MASSA – "Il mio assistito contesta ogni addebito e ha detto di non aver sfiorato" Giacomo Bongiorni, "ovviamente è dispiaciutissimo per quanto accaduto", ma "estraneo alla parte dei fatti che vedono l'esito finale", la morte del padre 47enne. Lo ha detto uscendo dal carcere di Massa l'avvocato Giorgio Furlan, difensore di fiducia di Alexandru Miron, 23enne fermato con l'accusa di omicidio volontario per la morte di Giacomo Bongiorni, l'uomo ucciso davanti al figlio di 11 anni sabato scorso in una piazza di Massa. Miron ha risposto alle domande del gip nell'interrogatorio di garanzia all'udienza di convalida del fermo.
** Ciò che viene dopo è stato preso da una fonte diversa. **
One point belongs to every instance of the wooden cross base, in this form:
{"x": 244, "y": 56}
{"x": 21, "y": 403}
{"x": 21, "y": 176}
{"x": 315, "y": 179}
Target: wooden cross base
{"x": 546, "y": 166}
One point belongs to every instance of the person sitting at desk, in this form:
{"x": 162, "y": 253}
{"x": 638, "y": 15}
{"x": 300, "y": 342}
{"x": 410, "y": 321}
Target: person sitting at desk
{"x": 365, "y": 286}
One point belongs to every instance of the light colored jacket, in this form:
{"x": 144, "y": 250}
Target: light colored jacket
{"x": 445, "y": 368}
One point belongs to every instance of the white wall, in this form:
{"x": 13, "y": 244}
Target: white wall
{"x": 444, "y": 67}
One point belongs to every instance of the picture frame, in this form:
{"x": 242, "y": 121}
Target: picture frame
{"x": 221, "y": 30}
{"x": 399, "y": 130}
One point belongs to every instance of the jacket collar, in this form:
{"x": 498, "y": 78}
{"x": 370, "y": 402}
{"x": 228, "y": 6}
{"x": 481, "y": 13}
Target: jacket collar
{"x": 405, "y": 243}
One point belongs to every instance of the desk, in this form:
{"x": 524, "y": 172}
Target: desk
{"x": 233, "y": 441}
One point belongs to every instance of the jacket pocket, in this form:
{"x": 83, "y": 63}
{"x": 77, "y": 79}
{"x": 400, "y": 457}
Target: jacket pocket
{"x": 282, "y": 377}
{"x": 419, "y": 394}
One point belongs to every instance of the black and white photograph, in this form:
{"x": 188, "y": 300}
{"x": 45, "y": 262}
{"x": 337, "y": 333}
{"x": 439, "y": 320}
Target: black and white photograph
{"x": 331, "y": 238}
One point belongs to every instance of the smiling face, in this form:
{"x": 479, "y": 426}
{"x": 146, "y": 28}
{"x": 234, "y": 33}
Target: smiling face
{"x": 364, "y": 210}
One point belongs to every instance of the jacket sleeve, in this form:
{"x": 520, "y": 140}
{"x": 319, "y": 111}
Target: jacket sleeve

Alla domanda se Miron si sia scontrato con Gabriele Tognocchi - che ha riportato fratture, al setto nasale e di una gamba -, l'avvocato Furlan ha brevemente commentato: "Così parrebbe".

"Per ora l'hanno qualificata in rissa", ha detto l'avvocato Furlan rifacendosi alla richiesta di convalida fatta dalla procura di Massa. Riguardo a cosa accadde la sera dell'11 aprile in piazza Palma il difensore di Miron riporta che "la scena era di giovani davanti al kebab" e, riguardo al motivo dello scontro con Tognocchi e Bongiorni - fin dall'inizio riferito a un rimprovero che il primo avrebbe fatto ai giovani per un lancio di bottiglie contro una vetrina - l'avvocato Furlan ha detto che "era caduta una bottiglia in terra, i ragazzi inizialmente avevano raccolto i vetri eccetera, eccetera, è scattato il rimprovero e poi si sa" come è andata "ma non voglio aggiungere altro".